Carlo V, da parte sua, era da tempo seriamente preoccupato per l’instabilità della situazione milanese. Ora i movimenti delle forze della Lega di Cognac lo mettevano ancora di più in subbuglio. Perciò, nella speranza di riprendere in mano le redini, mandò dalla Spagna il connestabile Carlo III di Borbone, che giunse a Milano il 6 luglio come governatore del Ducato e subito assunse il comando supremo delle forze imperiali. Alfonso d’Avalos marchese del Vasto trattava invece con il duca la resa del Castello.
«Sappiate che mio primo desiderio» disse Francesco al suo interlocutore, «è evitare altri danni e disagi alla città. Ne ha già subiti troppi.
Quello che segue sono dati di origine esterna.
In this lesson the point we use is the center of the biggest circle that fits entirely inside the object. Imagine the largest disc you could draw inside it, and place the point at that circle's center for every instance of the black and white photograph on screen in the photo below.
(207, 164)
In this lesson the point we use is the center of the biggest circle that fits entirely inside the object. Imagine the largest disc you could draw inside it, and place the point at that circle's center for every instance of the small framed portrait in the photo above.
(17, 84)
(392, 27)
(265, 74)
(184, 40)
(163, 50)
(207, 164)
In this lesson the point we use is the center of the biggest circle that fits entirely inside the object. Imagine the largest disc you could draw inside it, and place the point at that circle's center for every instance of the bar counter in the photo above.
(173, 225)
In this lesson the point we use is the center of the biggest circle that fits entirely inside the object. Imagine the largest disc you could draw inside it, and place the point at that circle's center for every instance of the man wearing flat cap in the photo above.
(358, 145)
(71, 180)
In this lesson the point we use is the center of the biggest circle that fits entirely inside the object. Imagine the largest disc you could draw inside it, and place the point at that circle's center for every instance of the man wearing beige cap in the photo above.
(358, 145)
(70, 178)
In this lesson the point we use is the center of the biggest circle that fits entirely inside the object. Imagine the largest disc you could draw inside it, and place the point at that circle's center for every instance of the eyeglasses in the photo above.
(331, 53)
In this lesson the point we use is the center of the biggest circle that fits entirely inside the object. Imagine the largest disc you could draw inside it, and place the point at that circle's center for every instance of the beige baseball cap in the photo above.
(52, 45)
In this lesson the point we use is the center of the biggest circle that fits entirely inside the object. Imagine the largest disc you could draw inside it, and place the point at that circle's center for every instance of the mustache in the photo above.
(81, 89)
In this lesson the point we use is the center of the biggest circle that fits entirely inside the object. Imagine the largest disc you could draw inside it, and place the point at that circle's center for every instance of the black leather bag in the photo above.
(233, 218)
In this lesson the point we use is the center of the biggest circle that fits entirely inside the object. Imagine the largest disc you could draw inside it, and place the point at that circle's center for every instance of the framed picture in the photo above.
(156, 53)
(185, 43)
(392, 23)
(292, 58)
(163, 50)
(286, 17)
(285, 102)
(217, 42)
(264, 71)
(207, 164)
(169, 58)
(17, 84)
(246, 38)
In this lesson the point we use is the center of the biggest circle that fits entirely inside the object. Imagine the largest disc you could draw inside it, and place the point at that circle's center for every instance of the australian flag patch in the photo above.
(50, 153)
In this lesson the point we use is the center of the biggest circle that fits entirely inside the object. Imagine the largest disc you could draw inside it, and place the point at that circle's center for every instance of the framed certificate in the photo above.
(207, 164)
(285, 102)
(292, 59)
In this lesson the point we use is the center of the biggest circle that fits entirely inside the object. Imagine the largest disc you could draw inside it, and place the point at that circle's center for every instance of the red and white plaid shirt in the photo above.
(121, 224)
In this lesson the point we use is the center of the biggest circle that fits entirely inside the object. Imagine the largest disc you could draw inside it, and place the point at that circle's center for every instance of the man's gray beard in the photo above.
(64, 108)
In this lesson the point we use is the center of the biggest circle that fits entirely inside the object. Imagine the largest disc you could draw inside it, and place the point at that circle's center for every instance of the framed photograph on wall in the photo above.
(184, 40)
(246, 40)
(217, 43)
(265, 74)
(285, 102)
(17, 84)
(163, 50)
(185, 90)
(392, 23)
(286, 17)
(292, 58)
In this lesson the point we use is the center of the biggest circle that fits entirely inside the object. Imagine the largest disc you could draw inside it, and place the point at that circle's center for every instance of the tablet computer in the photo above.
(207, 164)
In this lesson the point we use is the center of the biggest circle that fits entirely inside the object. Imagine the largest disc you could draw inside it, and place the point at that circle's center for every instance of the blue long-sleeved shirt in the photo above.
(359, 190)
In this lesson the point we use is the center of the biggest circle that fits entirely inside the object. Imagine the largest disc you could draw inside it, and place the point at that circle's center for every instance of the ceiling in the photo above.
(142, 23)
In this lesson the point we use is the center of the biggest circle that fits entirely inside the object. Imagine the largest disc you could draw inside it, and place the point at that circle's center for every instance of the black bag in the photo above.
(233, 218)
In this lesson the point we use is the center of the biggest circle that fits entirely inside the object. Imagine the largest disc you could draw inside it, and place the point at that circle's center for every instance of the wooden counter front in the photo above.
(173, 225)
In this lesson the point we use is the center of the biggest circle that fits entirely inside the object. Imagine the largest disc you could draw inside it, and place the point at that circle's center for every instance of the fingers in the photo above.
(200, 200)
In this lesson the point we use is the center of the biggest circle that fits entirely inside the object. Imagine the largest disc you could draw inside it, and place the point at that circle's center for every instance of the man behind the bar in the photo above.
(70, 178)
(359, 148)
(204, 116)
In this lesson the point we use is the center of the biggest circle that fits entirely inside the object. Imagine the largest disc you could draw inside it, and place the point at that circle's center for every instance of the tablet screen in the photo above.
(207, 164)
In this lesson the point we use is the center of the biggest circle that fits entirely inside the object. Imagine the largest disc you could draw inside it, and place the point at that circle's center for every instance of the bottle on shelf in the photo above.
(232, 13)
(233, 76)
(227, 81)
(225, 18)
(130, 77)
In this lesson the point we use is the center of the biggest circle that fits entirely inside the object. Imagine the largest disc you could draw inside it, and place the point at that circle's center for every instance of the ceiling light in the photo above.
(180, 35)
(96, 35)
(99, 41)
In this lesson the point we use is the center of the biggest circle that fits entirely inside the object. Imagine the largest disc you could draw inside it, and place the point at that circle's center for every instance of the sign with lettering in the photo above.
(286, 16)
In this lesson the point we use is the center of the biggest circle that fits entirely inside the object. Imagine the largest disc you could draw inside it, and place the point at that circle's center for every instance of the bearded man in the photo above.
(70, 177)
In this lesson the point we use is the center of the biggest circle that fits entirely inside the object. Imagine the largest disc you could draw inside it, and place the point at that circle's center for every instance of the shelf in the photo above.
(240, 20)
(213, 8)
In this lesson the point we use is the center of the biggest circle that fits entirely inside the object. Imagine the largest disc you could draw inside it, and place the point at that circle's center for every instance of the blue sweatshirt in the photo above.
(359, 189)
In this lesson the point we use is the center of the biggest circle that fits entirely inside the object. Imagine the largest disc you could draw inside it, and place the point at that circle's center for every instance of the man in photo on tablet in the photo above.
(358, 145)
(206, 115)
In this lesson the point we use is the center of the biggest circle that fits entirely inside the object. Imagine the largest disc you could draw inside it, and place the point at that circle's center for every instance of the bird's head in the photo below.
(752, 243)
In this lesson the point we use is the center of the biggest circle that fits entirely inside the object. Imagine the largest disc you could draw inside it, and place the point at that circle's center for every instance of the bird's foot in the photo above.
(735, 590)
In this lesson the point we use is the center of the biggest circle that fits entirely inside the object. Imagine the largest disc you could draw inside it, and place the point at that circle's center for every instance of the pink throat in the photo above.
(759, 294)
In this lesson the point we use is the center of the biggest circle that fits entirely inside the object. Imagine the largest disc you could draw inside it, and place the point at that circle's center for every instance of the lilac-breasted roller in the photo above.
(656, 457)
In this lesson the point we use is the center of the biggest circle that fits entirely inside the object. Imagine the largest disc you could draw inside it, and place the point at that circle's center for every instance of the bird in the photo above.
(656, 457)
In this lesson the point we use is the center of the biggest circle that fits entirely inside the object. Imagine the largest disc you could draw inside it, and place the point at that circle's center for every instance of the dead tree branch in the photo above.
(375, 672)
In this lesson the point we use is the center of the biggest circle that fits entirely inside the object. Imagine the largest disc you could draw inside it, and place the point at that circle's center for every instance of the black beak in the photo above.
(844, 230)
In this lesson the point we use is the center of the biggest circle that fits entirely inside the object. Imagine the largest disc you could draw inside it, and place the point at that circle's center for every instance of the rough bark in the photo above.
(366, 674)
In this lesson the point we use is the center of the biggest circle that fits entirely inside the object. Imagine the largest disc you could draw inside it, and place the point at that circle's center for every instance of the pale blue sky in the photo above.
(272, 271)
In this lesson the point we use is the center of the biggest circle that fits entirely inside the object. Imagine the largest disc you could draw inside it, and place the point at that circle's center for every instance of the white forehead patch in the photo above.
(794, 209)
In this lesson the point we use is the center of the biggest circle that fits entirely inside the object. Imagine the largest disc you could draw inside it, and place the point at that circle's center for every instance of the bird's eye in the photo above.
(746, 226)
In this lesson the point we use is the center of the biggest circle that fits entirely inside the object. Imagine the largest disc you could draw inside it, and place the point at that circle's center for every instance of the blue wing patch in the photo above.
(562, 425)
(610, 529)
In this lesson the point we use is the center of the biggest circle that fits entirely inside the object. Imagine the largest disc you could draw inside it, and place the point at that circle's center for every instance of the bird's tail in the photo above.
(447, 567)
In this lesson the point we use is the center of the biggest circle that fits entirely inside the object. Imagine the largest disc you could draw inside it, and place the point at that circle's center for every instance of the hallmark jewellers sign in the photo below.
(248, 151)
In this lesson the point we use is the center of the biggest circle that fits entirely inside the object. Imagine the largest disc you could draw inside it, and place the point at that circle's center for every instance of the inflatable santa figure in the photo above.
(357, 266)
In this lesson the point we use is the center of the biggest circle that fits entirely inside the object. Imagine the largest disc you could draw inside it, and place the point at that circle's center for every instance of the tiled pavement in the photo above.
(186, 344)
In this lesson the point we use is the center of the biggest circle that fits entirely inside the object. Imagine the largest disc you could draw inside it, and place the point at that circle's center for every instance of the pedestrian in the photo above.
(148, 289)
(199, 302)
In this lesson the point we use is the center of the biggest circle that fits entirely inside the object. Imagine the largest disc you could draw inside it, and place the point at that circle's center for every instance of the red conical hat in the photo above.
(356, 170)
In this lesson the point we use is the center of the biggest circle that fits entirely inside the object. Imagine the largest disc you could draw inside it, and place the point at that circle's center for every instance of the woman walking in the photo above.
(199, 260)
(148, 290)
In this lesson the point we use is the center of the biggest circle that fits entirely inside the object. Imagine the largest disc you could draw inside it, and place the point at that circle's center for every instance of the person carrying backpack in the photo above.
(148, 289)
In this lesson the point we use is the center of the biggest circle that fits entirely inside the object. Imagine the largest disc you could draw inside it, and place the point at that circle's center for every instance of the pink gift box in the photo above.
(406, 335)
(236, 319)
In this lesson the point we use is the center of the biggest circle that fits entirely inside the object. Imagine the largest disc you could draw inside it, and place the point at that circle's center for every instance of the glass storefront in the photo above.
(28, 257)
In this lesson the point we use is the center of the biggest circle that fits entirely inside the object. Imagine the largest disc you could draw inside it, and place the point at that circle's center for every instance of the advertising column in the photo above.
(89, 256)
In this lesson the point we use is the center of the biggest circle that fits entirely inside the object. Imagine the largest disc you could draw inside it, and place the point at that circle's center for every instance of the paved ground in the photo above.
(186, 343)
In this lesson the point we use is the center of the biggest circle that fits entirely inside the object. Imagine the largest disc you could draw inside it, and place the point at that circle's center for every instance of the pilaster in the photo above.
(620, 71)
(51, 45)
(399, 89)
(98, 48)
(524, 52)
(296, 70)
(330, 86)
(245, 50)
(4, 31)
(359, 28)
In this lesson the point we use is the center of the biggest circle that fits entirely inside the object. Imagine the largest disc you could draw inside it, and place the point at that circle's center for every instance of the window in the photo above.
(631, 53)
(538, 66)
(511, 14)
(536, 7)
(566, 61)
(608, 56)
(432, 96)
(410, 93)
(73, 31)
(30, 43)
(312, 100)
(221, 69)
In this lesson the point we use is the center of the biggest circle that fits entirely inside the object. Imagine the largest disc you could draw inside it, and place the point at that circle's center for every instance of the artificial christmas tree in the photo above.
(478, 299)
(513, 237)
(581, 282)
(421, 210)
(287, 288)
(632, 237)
Se mi farete delle proposte onorevoli è possibile che le accetti solo per il bene di Milano.»
In effetti, violenze e saccheggi continuavano. Il convento di San Celso fu preso d’assalto e semidistrutto dagli Spagnoli che costrinsero i monaci ad abbandonarlo: i religiosi dovettero andare a sistemarsi in abitazioni di fedeli generosi e caritatevoli ma seguitarono a dire messa nella chiesa del convento, rimasta in piedi.
«Un proposito che vi fa onore, signore» rispose il d’Avalos. «A nome di sua maestà l’imperatore, vi comunico che potrete nella massima sicurezza trasferirvi a Como. Liberata dalla guarnigione imperiale che ora la presidia, diventerà la vostra residenza.»
Francesco non era entusiasta all’idea ma accettò.
Il 24 luglio lasciò la città diretto a Como, nottetempo e con una piccola scorta per evitare di essere notato dai milanesi, come gli aveva chiesto di fare il legato imperiale: «Potrebbero protestare contro quella che a loro apparirebbe una fuga oppure implorarvi di restare; in ogni caso ne nascerebbero nuovi disordini».
«Caro marchese, apprezzo la vostra sollecitudine ma sappiate che una cosa, comunque, i milanesi hanno capito: a decidere delle sorti del Ducato, del suo destino, a volerne il bene o il male, a contenderne il possesso con attuali o futuri nemici non sono io ma è l’imperatore Carlo V, che vi ha mandato a trattare quella che in sostanza è la resa degli Sforza. Così è stato deciso a Cognac. Voi lo sapete che ormai, cominciando da Milano, l’Italia intera è in balìa di potenze troppo grandi e forti – la Francia, la Spagna, l’Impero – perché ogni singolo Stato italiano possa conservare la propria libertà. Le nostre divisioni, i nostri egoismi ci rendono troppo deboli e facili prede. Non ci resta che rassegnarci e cercare di limitare il danno.»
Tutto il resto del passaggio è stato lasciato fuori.